Microscopically, three subtypes of malignant mesotheliomas are recognized: epithelial, mesenchymal (or sarcomatous) and mixed (Hassan & Alexander Citation2005). Most of the tumors are of the epithelial type, with papillary, tubulopapillary and solid patterns. The mixed type is the second in frequency, and the pure sarcomatous type is very rare (Jones et al. Citation1995; Plas et al. Citation1998). The neoplastic cells are typically cuboid, with scant eosinophilic cytoplasm (Plas et al. Citation1998; Chekol & Sun Citation2012). Mesothelial hyperplasia of the tunica may sometimes be extensive, and mimic malignant mesothelioma, especially of the epithelial type. Such hyperplasia may result from stubborn or repetitive serosal injury inflammation in hydroceles and inguinal hernia sacs (Churg Citation2003; Lee et al. Citation2014). Biomarkers have been utilized to differentiate between these two conditions, including p53, Ki-67 and GLUT-1, but no antibody has had an absolute discriminatory value (Attanoos et al. Citation2003; Kato et al. Citation2007; Taheri et al. Citation2008; Lagana et al. Citation2012; Lee et al. Citation2013).

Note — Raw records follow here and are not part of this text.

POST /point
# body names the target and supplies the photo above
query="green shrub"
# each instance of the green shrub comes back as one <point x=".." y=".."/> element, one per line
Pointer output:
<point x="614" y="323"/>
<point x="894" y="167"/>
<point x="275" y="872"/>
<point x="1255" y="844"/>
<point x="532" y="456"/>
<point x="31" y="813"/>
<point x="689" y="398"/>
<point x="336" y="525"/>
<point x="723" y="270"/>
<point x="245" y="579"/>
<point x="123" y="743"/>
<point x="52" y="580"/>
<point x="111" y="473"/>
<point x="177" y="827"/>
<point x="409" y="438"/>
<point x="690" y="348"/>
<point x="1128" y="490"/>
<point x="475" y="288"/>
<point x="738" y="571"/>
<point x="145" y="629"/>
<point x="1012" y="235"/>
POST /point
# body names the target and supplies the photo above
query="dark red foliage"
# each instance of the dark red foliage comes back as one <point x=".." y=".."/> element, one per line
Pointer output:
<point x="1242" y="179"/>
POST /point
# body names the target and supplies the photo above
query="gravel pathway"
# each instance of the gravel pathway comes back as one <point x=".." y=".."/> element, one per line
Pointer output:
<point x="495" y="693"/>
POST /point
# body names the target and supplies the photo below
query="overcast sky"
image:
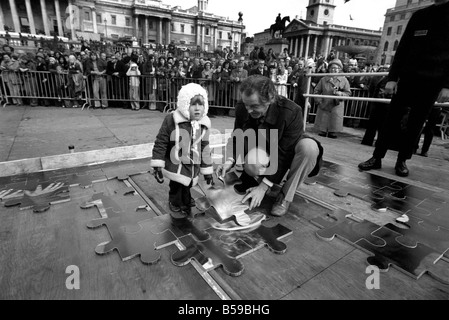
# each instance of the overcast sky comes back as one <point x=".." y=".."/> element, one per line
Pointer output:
<point x="259" y="15"/>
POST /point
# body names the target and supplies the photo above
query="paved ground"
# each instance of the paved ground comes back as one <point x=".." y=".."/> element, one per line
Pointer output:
<point x="29" y="132"/>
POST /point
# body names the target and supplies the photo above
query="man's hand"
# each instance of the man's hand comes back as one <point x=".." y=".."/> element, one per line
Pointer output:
<point x="222" y="169"/>
<point x="391" y="87"/>
<point x="256" y="195"/>
<point x="443" y="96"/>
<point x="158" y="175"/>
<point x="209" y="179"/>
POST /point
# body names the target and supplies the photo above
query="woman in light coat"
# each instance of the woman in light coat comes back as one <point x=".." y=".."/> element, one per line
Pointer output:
<point x="330" y="112"/>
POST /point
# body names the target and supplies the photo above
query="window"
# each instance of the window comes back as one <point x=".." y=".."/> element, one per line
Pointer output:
<point x="395" y="46"/>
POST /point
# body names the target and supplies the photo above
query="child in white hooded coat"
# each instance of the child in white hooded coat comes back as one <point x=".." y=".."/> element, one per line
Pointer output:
<point x="181" y="150"/>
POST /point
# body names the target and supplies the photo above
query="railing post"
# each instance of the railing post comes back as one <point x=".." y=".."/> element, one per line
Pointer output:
<point x="306" y="106"/>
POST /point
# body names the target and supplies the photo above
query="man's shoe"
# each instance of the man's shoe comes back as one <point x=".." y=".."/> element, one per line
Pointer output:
<point x="281" y="206"/>
<point x="401" y="168"/>
<point x="173" y="207"/>
<point x="372" y="163"/>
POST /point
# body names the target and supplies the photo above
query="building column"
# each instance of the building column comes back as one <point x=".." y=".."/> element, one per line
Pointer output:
<point x="301" y="47"/>
<point x="15" y="16"/>
<point x="45" y="18"/>
<point x="94" y="20"/>
<point x="2" y="19"/>
<point x="216" y="38"/>
<point x="159" y="31"/>
<point x="298" y="41"/>
<point x="306" y="54"/>
<point x="198" y="35"/>
<point x="315" y="44"/>
<point x="145" y="30"/>
<point x="203" y="31"/>
<point x="136" y="26"/>
<point x="29" y="15"/>
<point x="326" y="45"/>
<point x="168" y="32"/>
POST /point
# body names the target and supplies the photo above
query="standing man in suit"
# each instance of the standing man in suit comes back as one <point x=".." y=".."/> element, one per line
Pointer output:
<point x="418" y="77"/>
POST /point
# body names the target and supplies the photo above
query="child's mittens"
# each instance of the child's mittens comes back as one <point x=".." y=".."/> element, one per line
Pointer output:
<point x="209" y="179"/>
<point x="158" y="175"/>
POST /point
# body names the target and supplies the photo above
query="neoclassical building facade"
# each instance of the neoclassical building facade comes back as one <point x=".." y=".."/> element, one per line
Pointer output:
<point x="149" y="21"/>
<point x="318" y="35"/>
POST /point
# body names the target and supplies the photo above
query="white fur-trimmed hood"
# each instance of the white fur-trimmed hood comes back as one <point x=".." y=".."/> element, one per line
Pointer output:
<point x="178" y="117"/>
<point x="186" y="94"/>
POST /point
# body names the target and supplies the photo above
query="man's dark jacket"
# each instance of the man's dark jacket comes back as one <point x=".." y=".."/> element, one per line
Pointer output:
<point x="423" y="51"/>
<point x="285" y="116"/>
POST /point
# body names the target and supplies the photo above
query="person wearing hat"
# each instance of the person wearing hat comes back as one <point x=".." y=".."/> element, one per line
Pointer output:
<point x="330" y="112"/>
<point x="10" y="65"/>
<point x="185" y="131"/>
<point x="207" y="74"/>
<point x="133" y="74"/>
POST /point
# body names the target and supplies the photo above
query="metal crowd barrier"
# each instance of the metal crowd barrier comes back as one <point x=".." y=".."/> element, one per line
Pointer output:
<point x="41" y="87"/>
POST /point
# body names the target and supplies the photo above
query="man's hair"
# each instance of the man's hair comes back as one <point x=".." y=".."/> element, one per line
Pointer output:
<point x="261" y="85"/>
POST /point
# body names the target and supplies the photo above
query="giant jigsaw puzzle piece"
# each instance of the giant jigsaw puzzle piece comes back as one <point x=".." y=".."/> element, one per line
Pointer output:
<point x="41" y="199"/>
<point x="223" y="203"/>
<point x="419" y="231"/>
<point x="206" y="251"/>
<point x="412" y="261"/>
<point x="143" y="243"/>
<point x="344" y="225"/>
<point x="113" y="217"/>
<point x="258" y="238"/>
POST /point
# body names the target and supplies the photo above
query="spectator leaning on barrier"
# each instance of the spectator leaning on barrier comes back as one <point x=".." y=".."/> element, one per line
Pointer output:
<point x="96" y="70"/>
<point x="134" y="84"/>
<point x="330" y="112"/>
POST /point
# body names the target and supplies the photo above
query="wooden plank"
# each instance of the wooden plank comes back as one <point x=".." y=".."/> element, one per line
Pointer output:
<point x="345" y="280"/>
<point x="39" y="247"/>
<point x="11" y="168"/>
<point x="97" y="156"/>
<point x="271" y="276"/>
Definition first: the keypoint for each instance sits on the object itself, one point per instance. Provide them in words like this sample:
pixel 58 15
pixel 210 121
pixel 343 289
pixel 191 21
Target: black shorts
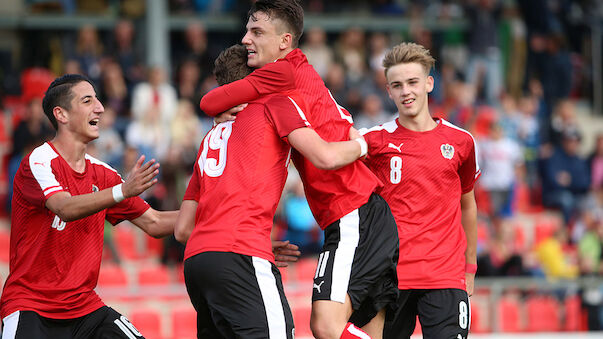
pixel 237 296
pixel 359 258
pixel 104 323
pixel 443 313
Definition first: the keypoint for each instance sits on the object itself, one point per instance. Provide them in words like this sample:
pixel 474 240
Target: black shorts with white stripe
pixel 237 296
pixel 104 323
pixel 443 313
pixel 359 258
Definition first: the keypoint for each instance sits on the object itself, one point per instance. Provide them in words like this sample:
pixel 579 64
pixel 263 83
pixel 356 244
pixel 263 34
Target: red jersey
pixel 54 265
pixel 239 177
pixel 425 174
pixel 331 194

Immunohistochemically, TVMs show similar reaction as pleural mesotheliomas, with positive staining to calretinin antibody, Wilms tumor (WT1), epithelial membrane antigen, thrombomodulin and cytokeratin 7. The tumor is negative to cytokeratin 20 and carcinoembryonic antigen, and variable expression of cytokeratin 5/6 is evident (Amin et al. Citation1995; Winstanley et al. Citation2006; Pacheco et al. Citation2009).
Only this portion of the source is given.